VEGF, α-SMA, and vWF are all cytokines associated with angiogenesis. In the current study, the results of qRT -PCR indicate that the co-cultured cells had higher angiogenic gene expressions (VEGF and α-SMA) than the monocultured hUVECs or hPDLSCs. Furthermore, vWF had a lower expression in the co-culture group than the hUVEC group.

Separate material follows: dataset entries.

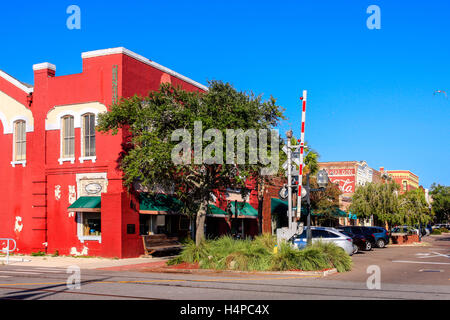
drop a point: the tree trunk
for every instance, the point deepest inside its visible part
(200, 223)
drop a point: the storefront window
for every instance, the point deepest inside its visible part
(91, 224)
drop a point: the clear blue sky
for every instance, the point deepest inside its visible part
(370, 92)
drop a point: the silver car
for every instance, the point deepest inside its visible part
(325, 235)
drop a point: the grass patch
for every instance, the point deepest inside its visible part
(226, 253)
(38, 254)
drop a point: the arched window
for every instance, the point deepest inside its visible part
(20, 141)
(68, 137)
(88, 139)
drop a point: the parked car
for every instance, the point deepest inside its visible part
(381, 236)
(360, 242)
(325, 235)
(423, 230)
(405, 229)
(364, 232)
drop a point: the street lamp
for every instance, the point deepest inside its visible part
(322, 181)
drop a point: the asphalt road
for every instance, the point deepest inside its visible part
(405, 273)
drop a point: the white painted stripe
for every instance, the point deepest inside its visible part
(122, 50)
(15, 82)
(20, 272)
(422, 262)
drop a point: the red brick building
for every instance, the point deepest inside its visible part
(404, 178)
(53, 159)
(349, 175)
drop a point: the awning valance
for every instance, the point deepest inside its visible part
(159, 204)
(281, 207)
(244, 210)
(216, 212)
(86, 204)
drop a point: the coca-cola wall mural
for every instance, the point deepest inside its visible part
(345, 177)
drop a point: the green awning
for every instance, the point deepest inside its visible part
(281, 207)
(159, 204)
(244, 210)
(86, 204)
(214, 211)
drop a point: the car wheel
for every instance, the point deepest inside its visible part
(380, 243)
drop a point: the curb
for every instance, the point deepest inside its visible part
(199, 271)
(414, 244)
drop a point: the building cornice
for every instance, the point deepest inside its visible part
(122, 50)
(44, 66)
(16, 82)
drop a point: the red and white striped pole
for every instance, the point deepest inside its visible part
(302, 146)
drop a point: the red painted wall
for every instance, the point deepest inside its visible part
(29, 192)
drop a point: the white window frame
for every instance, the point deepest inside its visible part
(83, 157)
(15, 162)
(80, 234)
(63, 159)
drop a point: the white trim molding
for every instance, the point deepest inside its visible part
(16, 82)
(122, 50)
(80, 235)
(11, 111)
(22, 162)
(53, 119)
(43, 66)
(61, 160)
(82, 159)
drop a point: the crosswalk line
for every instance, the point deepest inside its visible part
(20, 272)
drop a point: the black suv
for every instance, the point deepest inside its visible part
(377, 235)
(364, 233)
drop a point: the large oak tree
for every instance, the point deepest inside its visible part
(156, 123)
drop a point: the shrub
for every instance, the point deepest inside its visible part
(338, 257)
(257, 255)
(38, 254)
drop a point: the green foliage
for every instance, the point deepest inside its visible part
(148, 123)
(413, 208)
(226, 253)
(383, 202)
(440, 205)
(377, 199)
(336, 255)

VEGF is the most important cytokine in promoting vascular endothelial cell proliferation and restrain apoptosis, which is crucial for the stability of vascular endothelial structure [
25]. As largely reported in the literature, VEGF was proved to be a key angiogenic protein during bone repair [
26]. Furthermore, VEGF is directly involved in bone remodeling and new bone formation [
26]. The results of qRT-PCR show that co-cultured cells demonstrated higher VEGF gene expression than monocultured hUVECs and hPDLSCs. Crosstalk between MSCs and VECs is responsible for the proangiogenic factor expression in the co-culture [
27]. Prasadam et al. reported that VEGF secreted from the osteogenic cells enhanced proliferation and migration of hUVECs and induced angiogenesis via activating VEGFR2–MAPK–ERK-signaling pathway in hUVECs [
7]. If VEGF or MAPK–ERK pathways were blocked, these effects on hUVECs will be abolished [
7]. In addition, it was found that interaction between MSCs and endothelial cells can upregulate angiogenic factor CXCL8 [
27]. NF-κB can be activated by CXCL8 and then increased VEGF expression of co-cultured MSCs and endothelial cells [
27]. Therefore, high VEGF expression in co-culture group likely contribute to its better formation of microcapillary-like structures.

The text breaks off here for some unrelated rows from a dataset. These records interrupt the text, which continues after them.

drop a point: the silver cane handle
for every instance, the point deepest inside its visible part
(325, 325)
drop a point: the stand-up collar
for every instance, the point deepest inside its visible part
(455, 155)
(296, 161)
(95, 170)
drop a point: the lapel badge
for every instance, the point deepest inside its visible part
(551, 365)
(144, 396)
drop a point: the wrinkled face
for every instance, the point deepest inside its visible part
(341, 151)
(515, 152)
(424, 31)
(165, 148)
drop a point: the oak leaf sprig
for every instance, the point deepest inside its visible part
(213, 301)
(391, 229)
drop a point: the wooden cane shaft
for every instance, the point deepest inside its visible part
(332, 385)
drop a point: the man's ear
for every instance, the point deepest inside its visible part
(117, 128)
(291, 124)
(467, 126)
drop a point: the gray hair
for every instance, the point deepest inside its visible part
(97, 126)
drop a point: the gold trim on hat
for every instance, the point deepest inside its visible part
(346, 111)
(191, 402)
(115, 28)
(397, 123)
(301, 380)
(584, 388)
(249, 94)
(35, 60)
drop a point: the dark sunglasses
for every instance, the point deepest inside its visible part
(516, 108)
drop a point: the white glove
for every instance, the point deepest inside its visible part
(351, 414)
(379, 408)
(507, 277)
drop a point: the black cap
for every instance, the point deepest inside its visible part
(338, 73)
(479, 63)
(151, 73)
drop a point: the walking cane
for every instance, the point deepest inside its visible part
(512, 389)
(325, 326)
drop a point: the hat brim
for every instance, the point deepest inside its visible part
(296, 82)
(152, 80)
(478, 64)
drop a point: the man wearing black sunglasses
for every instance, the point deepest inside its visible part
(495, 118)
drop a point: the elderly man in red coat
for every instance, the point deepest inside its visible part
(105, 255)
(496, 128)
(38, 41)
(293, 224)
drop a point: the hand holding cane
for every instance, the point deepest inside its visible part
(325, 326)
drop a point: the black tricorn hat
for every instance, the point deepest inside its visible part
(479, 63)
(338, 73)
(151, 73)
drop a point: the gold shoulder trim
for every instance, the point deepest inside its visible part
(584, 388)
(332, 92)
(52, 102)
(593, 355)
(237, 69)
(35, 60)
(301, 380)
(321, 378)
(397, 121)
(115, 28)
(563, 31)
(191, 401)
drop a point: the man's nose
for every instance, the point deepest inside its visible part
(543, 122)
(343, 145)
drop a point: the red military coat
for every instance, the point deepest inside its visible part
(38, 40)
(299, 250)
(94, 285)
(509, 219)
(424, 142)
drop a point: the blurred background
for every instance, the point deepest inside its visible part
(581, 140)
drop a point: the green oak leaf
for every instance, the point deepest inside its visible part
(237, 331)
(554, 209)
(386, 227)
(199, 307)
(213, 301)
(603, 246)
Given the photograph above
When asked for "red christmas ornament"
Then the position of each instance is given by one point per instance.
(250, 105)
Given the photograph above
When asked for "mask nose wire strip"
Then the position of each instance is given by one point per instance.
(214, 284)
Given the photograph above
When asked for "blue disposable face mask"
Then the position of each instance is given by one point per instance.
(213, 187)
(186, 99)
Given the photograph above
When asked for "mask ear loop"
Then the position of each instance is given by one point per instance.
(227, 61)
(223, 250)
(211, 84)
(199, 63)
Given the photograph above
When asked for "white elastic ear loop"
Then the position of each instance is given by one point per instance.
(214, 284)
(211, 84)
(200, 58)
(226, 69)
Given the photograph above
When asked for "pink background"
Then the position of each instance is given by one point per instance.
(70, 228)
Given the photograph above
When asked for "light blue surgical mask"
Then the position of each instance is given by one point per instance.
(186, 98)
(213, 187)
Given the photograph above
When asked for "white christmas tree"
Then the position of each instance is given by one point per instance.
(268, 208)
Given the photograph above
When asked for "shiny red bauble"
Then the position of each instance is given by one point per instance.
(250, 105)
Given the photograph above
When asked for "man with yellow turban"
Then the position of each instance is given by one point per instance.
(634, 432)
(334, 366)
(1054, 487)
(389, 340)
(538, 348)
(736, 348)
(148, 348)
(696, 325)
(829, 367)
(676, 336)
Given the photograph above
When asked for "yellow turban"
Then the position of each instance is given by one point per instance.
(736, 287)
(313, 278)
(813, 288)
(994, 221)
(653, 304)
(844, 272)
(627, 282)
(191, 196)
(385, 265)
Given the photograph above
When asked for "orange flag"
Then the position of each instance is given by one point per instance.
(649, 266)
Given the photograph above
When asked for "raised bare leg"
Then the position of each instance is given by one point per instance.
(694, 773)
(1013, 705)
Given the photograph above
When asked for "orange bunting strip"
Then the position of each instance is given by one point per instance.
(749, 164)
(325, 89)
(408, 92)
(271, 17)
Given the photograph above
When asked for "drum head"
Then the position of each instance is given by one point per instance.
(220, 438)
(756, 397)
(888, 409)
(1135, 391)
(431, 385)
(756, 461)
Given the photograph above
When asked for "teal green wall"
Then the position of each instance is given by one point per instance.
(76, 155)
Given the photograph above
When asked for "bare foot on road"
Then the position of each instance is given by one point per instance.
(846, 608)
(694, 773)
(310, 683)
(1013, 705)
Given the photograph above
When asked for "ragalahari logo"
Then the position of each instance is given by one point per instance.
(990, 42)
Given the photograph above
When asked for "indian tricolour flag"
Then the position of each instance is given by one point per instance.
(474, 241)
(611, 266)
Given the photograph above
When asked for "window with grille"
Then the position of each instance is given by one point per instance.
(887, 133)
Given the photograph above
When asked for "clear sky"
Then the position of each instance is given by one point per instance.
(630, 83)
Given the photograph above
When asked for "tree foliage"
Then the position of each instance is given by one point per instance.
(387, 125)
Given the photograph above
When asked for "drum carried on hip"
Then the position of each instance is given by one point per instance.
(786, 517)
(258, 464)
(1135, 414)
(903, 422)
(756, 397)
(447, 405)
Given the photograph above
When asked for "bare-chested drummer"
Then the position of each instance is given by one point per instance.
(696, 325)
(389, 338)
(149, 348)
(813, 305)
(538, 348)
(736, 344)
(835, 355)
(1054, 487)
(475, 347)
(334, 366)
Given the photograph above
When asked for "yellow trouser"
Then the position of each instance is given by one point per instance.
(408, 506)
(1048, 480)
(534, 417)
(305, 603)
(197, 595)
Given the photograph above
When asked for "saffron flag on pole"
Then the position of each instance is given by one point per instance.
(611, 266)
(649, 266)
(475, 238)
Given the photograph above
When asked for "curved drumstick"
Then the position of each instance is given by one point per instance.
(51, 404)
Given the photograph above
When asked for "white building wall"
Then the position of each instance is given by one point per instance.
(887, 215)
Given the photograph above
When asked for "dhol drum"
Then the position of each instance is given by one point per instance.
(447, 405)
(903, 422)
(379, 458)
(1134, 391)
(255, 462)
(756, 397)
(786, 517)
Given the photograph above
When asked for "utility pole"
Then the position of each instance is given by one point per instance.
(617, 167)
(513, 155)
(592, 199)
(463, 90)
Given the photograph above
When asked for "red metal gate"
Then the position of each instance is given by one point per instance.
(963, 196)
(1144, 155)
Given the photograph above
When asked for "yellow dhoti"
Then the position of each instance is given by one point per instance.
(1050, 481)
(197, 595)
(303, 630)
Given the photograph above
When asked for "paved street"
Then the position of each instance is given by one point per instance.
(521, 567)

vWF is a multimeric adhesive glycoprotein which synthesized and secreted by endothelial cells [
28]. It is a marker of endothelial injury and dysfunction [
29]. In vitro and in vivo studies have proved that lack of vWF led to enhanced vascularization [
30]. The results of qRT-PCR indicated that the vWF mRNAs were expressed lower in co-culture group than in hUVEC group. The fact is consistent with the better microcapillary-like structure formation in co-culture group than in hUVEC group.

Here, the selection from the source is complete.